Johnston (cf. Car., 16, n.), p. 222-224.
oignon de mer (Car., 16) : Sur la vertu purificatrice de l'oignon de mer (scille : plante bulbeuse de la famille des liliacées,
dont les feuilles portent des hampes couronnées de fleurs bleues ou blanches), cf. Théophraste, Recherches sur les
plantes, VII, 13, 4; Lucien, Alexandre, 47; Dion Chrysostome, 48, 17.
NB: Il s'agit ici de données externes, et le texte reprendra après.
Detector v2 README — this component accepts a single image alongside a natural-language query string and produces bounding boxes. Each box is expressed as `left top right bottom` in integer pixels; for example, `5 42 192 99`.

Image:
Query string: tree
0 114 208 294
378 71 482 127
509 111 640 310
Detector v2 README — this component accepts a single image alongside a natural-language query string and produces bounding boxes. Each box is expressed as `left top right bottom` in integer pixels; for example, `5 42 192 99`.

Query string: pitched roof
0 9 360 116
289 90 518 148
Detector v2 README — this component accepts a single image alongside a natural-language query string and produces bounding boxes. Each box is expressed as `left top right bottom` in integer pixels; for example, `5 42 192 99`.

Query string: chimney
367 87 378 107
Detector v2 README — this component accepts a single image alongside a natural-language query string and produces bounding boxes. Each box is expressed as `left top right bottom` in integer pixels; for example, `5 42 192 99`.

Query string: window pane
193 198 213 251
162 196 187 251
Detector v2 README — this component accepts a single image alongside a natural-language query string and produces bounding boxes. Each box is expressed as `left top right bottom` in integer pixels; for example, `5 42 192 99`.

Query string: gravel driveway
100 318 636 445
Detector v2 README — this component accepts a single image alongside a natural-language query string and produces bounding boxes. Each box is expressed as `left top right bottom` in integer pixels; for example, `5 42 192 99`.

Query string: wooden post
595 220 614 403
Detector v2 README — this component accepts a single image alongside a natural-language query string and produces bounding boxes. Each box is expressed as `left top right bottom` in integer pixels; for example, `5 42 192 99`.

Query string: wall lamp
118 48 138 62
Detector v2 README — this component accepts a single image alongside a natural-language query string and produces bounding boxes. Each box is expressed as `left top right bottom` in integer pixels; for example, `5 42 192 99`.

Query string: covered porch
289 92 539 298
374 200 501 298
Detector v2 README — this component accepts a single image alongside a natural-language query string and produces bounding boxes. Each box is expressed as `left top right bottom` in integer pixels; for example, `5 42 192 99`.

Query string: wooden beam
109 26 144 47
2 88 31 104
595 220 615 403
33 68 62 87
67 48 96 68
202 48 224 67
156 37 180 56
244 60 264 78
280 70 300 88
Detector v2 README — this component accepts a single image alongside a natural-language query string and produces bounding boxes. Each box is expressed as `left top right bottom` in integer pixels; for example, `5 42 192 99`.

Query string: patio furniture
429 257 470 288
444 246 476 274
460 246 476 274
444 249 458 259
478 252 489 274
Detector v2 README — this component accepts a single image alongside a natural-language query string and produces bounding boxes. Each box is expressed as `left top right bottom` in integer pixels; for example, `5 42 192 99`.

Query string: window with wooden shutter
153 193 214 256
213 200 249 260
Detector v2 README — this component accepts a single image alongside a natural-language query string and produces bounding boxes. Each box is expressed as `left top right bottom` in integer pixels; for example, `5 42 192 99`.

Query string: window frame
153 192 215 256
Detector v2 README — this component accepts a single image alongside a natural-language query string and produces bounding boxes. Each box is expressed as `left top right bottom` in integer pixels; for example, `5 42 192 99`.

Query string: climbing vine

cadavre d'un chiot (Car., 16) : Sur le sacrifice cathartique de chiens dont le cadavre est porté autour de l'objet à purifier,
afin d'enfermer celui-ci dans un cercle où le maléfice ne pourra entrer, cf. Plutarque, Questions romaines, 280 b-c;
Idem, Romulus, 21, 10

cracher (Car., 16) : Cracher est un geste apotropaïque destiné à conjurer le mauvais sort qui peut s'attacher au paranormal
que constituent les transports de l'aliénation et de l'épilepsie, maladies considérées comme "sacrées", c'est-à-dire
démoniaques.

pli de son vêtement (Car., 16) : Le pli du vêtement (dit kolpos) est le retroussis que forme la tunique au-dessus de la
ceinture. On sait que la tunique grecque, attachée à l'épaule d'un côté ou des deux, est ajustée à la taille par une ceinture qui
dessine des plis bouffants : cela permet de remonter le vêtement jusqu'aux genoux et parfois un peu au dessus; l'ouverture
autour du cou est toujours laissée plus large par devant que dans le dos, ce qui produit en avant une sorte de bec, avec plis
étagés (cf. L. Heuzey, Histoire du costume antique, Paris, 1922, p. 63). Sur l'usage pratique du kolpos, cf.
également Car., 6, 8 et Car., 22, 7.